Projects would be exempt from the city’s other primary affordable housing program, known as Mandatory Housing Affordability, which requires developers to set aside between 5% and 11% of new homes as affordable or pay a fee to build affordable housing elsewhere.

Redevelopment under the new program would be limited in scale: The new rules would last through 2029 or until 35 projects qualified, whichever happened first.

One goal is to support nonprofit groups that want to add housing to their property, even if they’ve never developed housing before. To qualify for the extra density, builders would need to be nonprofits or public development authorities focused on certain issues (including affordable housing and fighting displacement) or private developers partnering with those groups. 

The nonprofit would need to own a majority stake in the project or have a controlling role in whatever entity owns the land. The bill directs several city departments to come up with a process for determining whether organizations qualify.

Donald King, CEO of the Nehemiah Initiative who works with churches to convert their land to housing and supported the bill, said the proposal would offer nonprofits and developers “flexibility” to build new housing and encourage mixed-income communities.
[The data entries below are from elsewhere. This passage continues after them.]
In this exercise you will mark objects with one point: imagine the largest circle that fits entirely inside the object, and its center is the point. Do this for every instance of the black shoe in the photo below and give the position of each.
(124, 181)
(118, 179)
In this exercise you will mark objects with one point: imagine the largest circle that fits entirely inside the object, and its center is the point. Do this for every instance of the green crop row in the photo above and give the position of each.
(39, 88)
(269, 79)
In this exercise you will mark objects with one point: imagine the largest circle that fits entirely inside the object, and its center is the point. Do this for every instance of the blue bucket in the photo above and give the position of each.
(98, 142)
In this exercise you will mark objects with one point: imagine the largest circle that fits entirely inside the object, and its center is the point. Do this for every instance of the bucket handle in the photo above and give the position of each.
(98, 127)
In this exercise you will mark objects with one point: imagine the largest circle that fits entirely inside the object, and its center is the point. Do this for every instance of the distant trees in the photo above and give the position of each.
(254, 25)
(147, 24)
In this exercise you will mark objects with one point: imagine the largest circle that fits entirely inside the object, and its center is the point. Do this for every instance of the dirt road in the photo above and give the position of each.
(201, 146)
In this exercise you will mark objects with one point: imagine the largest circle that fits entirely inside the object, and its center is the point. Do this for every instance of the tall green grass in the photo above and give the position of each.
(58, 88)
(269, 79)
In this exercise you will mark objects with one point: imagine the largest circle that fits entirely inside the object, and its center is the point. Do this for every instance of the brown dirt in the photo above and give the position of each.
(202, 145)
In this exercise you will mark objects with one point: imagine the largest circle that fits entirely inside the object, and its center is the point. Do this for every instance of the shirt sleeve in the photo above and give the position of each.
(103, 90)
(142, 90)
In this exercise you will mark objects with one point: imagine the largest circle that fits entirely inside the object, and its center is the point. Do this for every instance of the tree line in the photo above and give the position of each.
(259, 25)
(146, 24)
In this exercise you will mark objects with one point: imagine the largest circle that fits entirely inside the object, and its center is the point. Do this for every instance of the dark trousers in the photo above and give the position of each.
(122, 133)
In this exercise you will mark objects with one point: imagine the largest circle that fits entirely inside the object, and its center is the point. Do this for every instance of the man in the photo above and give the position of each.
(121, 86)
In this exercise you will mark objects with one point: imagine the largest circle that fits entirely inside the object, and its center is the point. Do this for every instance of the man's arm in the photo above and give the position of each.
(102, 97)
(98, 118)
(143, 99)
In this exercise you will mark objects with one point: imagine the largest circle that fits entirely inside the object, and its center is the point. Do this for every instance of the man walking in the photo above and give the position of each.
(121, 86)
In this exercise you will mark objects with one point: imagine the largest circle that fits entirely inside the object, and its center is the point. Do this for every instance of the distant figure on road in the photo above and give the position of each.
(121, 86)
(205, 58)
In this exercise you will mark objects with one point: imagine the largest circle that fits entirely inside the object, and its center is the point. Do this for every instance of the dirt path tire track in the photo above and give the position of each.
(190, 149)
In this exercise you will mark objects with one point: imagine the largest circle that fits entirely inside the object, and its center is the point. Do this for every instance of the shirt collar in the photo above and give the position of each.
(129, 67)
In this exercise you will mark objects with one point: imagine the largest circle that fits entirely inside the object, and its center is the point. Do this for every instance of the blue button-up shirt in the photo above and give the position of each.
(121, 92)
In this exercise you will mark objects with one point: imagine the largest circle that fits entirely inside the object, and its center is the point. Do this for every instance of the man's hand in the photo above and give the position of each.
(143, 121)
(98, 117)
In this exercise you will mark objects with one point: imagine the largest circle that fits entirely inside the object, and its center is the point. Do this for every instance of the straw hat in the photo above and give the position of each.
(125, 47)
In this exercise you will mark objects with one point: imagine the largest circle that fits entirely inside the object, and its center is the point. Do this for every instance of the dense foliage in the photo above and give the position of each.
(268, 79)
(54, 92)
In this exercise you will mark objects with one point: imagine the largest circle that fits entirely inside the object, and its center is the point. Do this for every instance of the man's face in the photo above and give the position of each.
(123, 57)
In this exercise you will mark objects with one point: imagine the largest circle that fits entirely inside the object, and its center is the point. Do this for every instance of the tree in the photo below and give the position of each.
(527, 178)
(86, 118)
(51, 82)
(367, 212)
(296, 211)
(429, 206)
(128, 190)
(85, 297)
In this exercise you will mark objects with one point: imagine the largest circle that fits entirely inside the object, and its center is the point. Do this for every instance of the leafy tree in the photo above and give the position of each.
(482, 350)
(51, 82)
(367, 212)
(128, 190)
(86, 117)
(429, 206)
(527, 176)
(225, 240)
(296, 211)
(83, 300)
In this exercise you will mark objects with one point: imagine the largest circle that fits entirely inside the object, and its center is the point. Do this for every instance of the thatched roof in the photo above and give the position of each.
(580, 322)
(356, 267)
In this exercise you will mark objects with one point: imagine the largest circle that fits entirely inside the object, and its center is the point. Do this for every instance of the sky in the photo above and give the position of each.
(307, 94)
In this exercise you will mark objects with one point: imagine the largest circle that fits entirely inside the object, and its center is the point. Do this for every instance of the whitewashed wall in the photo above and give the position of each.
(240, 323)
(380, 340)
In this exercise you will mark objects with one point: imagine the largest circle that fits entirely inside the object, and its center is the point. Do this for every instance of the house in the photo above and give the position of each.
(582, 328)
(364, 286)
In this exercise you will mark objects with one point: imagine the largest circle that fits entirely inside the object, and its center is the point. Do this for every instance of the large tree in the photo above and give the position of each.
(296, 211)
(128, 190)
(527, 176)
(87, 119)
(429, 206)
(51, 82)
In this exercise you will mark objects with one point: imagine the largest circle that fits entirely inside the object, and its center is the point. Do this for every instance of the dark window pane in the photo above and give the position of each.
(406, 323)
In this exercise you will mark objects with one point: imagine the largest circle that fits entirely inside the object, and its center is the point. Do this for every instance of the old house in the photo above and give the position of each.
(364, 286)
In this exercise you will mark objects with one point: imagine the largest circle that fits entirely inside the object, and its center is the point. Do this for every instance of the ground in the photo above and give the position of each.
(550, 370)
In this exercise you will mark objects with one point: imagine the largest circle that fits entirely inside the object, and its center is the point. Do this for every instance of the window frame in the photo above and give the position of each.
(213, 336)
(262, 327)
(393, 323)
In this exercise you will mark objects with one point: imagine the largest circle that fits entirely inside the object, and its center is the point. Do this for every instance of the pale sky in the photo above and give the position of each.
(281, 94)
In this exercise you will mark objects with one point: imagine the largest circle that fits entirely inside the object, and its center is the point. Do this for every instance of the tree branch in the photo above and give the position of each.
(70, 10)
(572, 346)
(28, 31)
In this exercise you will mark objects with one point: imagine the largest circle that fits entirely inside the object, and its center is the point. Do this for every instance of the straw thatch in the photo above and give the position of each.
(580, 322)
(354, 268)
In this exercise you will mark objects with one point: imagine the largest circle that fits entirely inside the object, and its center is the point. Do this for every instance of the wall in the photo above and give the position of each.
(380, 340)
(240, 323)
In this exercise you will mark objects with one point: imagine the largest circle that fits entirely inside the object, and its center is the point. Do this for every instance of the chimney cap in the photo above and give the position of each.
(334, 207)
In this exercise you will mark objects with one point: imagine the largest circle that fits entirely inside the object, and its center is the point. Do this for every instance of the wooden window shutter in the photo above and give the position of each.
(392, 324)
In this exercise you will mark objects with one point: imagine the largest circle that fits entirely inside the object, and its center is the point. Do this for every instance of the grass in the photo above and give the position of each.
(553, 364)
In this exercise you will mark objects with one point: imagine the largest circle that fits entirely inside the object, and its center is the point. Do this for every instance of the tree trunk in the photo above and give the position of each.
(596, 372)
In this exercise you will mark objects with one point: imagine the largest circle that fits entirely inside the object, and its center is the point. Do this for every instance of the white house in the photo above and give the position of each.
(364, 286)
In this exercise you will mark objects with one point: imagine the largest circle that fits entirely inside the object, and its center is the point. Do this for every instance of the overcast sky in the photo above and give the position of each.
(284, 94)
“We have gotten rid of our very low-income enclaves and we don’t want to see that come back by saying we’re only going to cater to the very low-income and therefore push middle-income people out so we have a city now that would then begin to look like the very low-income and very high-income with no middle,” King said in an interview.

But some council members were skeptical, arguing that the developments allowed under the bill still wouldn’t be affordable enough.

“This bill allows for developers to partner with nonprofits to build housing in communities of color that communities of color… can’t afford to live in,” Woo said before voting against the bill Wednesday.

Strauss proposed requiring all homes in new developments to be affordable, rather than just 30%, but council members rejected that, too.

The program could help cut development costs and pair community groups with developers to build the projects those groups envision, Morales said. 

Opponents suggested trying to address displacement in other ways, such as programs to help people of color hold onto homes they own or by taking up the idea as part of the city’s larger 20-year growth plan. During public comment, speakers raised concerns about trees and decried development.

Some council members raised the possibility of revisiting Morales’ idea citywide, though it’s unclear whether any of them will propose that idea as the council considers its growth plan in the coming months.

“In my opinion, a more effective approach to attaining citywide neighborhood affordability is to make the benefit of development capacity generally available to all,” said Councilmember Moore.

Appadolo, from the Cham Refugees Community, told council members after the vote that he was disappointed, particularly after two years of discussions. “What is the point in waiting when we need to build more homes for families as soon as possible?” he wrote in an email to council members.

When the legislation comes before the full nine-member council later this month, Morales could theoretically find enough votes to pass it, but the council member acknowledged Wednesday that “seems unlikely.”